Parité et statistiques
La parité a corrigé certaines disparités, mais elle est parfois critiquée au nom des « quotas ». Audrée la compare à un feu : il faut réunir les conditions pour qu’il démarre. Pour que la parité devienne organique, il faut l’aider à s’implanter dans l’écosystème, parfois via des normes ou quotas. Son souhait ? Que ce feu brûle naturellement, sans surveillance constante. Même si la situation s’améliore, la route vers l’équilibre est longue. Audrée confie sa surprise : seulement 10 % des entreprises américaines du Fortune 500 sont dirigées par des femmes. Ici, au Québec (un peu plus avancé sur la parité), Statistique Québec montre qu’au quatrième trimestre 2025, 22,8 % des entreprises canadiennes étaient détenues majoritairement par des femmes. Le sommet reste cependant largement masculin. 
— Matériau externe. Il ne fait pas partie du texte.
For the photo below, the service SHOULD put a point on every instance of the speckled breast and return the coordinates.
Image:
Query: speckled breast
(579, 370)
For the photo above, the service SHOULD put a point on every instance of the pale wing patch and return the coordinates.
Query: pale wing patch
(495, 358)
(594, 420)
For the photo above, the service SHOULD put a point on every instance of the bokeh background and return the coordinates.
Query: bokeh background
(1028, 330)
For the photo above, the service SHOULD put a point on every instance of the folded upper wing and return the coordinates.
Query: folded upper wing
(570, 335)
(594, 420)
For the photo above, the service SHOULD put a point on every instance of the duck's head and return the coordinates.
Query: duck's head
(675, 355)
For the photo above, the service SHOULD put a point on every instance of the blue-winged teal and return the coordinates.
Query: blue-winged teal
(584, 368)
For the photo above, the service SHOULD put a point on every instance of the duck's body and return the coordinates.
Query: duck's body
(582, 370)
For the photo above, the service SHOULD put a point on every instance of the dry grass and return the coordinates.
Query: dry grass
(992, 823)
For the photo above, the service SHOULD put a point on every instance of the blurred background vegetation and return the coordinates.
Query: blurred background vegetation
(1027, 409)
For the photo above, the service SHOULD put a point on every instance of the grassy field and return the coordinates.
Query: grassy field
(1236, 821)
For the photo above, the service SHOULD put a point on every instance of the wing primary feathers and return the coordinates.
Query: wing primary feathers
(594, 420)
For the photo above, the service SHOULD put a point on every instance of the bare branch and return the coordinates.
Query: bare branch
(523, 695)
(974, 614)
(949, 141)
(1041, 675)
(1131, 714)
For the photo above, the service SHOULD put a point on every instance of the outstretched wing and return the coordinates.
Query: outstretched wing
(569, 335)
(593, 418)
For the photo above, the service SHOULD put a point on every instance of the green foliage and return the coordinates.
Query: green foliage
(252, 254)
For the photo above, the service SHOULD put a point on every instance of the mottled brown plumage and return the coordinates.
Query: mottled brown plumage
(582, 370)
La fameuse conciliation famille-travail 
Rachel continue d’alimenter ces réflexions en participant à des panels sur le travail invisible des femmes et milite pour des modèles de répartition des congés parentaux où les hommes prennent une part plus importante. L’objectif : enrayer les biais et répartir plus équitablement les responsabilités au sein des ménages. Son souhait est clair : qu’on cesse de questionner uniquement les femmes sur la conciliation famille-travail. C’est un enjeu collectif, pas une affaire de genre. 

En gros, on n’est plus en 2012… une chance ! Le leadership féminin n’a plus à prouver qu’il existe, mais à faire reconnaître toute la diversité de ses formes. Les portes ne sont plus verrouillées, mais certaines résistent encore à s’ouvrir pleinement.